Reference: https://tukaani.org/xz/xz-file-format.txt.

Wire format (decoder view):

 Stream Header (12 B)
 Block Header (variable, multiple of 4, 8..=1024 B)
 LZMA2 payload
   (chunk: 01 hi lo <up-to-65536 bytes>)+
   00 end marker
 Block Padding (0..3 zero bytes, total Block size to 4 B alignment)
 Check (4 B CRC32 of uncompressed Block data)
 Index (Index Indicator 00 | NumRecords varint | (UnpaddedSize varint,
        UncompressedSize varint)+ | 0..3 zero pad | CRC32 of all the above)
 Stream Footer (12 B)

This implementation supports a single filter (LZMA2, filter ID 0x21). Decoding handles every LZMA2 chunk type: 0x00 (end marker), 0x01 (uncompressed + dictionary reset), 0x02 (uncompressed, no reset), and 0x80..=0xFF (LZMA-compressed, with the spec’s full matrix of state/properties/dictionary reset flags). The compressed-chunk decoder is in the private lzma2_decoder submodule and is adapted from this crate’s lzma module.

The encoder emits LZMA-compressed LZMA2 chunks (control byte 0xE0 — compressed, with dictionary + properties + state reset on every chunk so each chunk is independently decodable). When compression would expand a chunk relative to its uncompressed input — which happens on already-random or already-compressed data — we fall back to an uncompressed chunk (control byte 0x01). Real LZMA-compressed output is produced by the private lzma2_encoder submodule, which is a port of the .lzma encoder in src/lzma/ adapted to emit a raw range-coded body (no header, no EOS marker).

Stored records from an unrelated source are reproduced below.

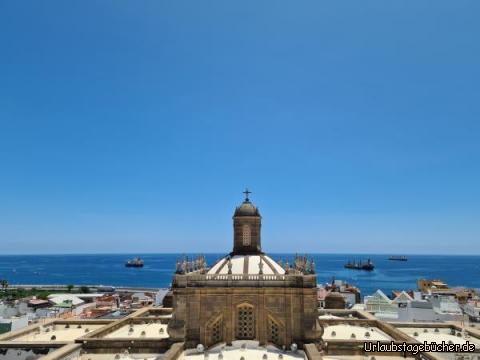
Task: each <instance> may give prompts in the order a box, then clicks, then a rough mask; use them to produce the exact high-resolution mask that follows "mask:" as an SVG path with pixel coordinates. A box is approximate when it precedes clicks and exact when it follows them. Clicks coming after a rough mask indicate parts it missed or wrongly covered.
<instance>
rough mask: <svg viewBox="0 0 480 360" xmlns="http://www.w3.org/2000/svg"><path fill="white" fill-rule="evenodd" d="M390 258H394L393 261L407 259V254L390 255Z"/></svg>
mask: <svg viewBox="0 0 480 360" xmlns="http://www.w3.org/2000/svg"><path fill="white" fill-rule="evenodd" d="M388 260H393V261H407V260H408V259H407V257H406V256H390V257H389V258H388Z"/></svg>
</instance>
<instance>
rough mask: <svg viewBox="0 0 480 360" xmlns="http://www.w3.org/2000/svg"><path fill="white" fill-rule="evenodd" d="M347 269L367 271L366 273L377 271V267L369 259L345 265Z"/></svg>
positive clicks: (370, 260)
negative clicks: (376, 269)
mask: <svg viewBox="0 0 480 360" xmlns="http://www.w3.org/2000/svg"><path fill="white" fill-rule="evenodd" d="M344 267H345V269H353V270H366V271H372V270H373V269H375V265H374V264H373V262H372V261H371V260H370V259H368V260H367V261H364V262H362V261H359V262H355V261H353V262H352V261H349V262H347V263H346V264H345V265H344Z"/></svg>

No dependency on the sibling lzma module: the small amount of LZMA2 framing we need (control byte, big-endian 16-bit size) and the CRC-32 we use for the Block Check, Stream Header CRC, and Index CRC are all defined inline below.

Structs§

Decoder
Encoder
EncoderConfig
Tunables for the xz encoder.
Xz
Zero-sized marker type implementing Algorithm for xz.